- Coally Parish, New South Wales
- Coordinates: 29°43′55″S 141°52′05″E﻿ / ﻿29.732°S 141.868°E
- Location: 250 km (155 mi) N of Broken Hill, New South Wales ; 40 km (25 mi) S of Tibooburra, New South Wales ;
- LGA(s): Unincorporated Far West Region
- County: Evelyn
- State electorate(s): Barwon
- Federal division(s): Farrer
| Mean max temp | Mean min temp | Annual rainfall |
| ? | 6 °C 43 °F | ? |

= Coally, New South Wales =

Coally is a remote rural locality and civil parish of Evelyn County, New South Wales in far northwest New South Wales located at 29°51′00″S 141°50′39″E.

==Geography==
The geography of the Parish is mostly the flat, arid landscape of the Channel Country.
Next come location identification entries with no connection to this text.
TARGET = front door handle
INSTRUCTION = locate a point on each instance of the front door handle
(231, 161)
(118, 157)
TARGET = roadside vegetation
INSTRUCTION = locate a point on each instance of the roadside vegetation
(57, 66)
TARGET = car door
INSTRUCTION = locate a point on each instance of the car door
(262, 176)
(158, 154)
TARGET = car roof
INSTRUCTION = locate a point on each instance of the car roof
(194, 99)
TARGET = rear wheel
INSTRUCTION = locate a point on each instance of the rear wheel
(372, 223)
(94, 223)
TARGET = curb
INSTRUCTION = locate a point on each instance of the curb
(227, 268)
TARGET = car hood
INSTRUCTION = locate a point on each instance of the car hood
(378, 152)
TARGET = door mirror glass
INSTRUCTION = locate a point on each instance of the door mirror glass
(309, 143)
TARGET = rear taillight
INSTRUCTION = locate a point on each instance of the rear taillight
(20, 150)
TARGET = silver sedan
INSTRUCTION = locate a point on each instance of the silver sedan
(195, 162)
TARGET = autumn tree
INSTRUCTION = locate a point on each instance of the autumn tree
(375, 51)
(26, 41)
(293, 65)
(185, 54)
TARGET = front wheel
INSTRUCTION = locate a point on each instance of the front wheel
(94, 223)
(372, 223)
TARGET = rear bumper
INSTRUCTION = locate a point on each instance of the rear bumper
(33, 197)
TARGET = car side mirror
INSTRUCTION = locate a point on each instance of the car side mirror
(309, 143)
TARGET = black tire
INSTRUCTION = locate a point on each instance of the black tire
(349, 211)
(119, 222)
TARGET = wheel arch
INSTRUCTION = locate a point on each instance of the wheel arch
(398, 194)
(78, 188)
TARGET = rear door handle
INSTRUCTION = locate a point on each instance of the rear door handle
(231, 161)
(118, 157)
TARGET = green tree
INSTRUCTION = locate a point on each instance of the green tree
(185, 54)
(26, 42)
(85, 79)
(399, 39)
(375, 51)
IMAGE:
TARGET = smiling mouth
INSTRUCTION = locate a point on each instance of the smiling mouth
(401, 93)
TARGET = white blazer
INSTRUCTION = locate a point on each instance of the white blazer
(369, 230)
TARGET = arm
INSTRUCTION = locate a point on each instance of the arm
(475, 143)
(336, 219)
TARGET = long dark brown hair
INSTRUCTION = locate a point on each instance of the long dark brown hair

The parish has a Köppen climate classification of BWh (Hot desert). The nearest town is Tibooburra to the north, which is on the Silver City Highway and lies south of the Sturt National Park.

==History==
The Parish is on the traditional lands of the Wadigali and to a lesser extent Karenggapa, Aboriginal peoples.

In April 1529 Spain and Portugal divided the world between themselves with the Treaty of Zaragoza. Unknown to the Yarli peoples, the dividing line passed through what would be the parish.

Charles Sturt passed to the west of the parish and camped for six months at nearby Preservation Creek, during 1845.

In 1861 the Burke and Will's expedition passed to the east.
Gold was discovered nearby in the 1870s.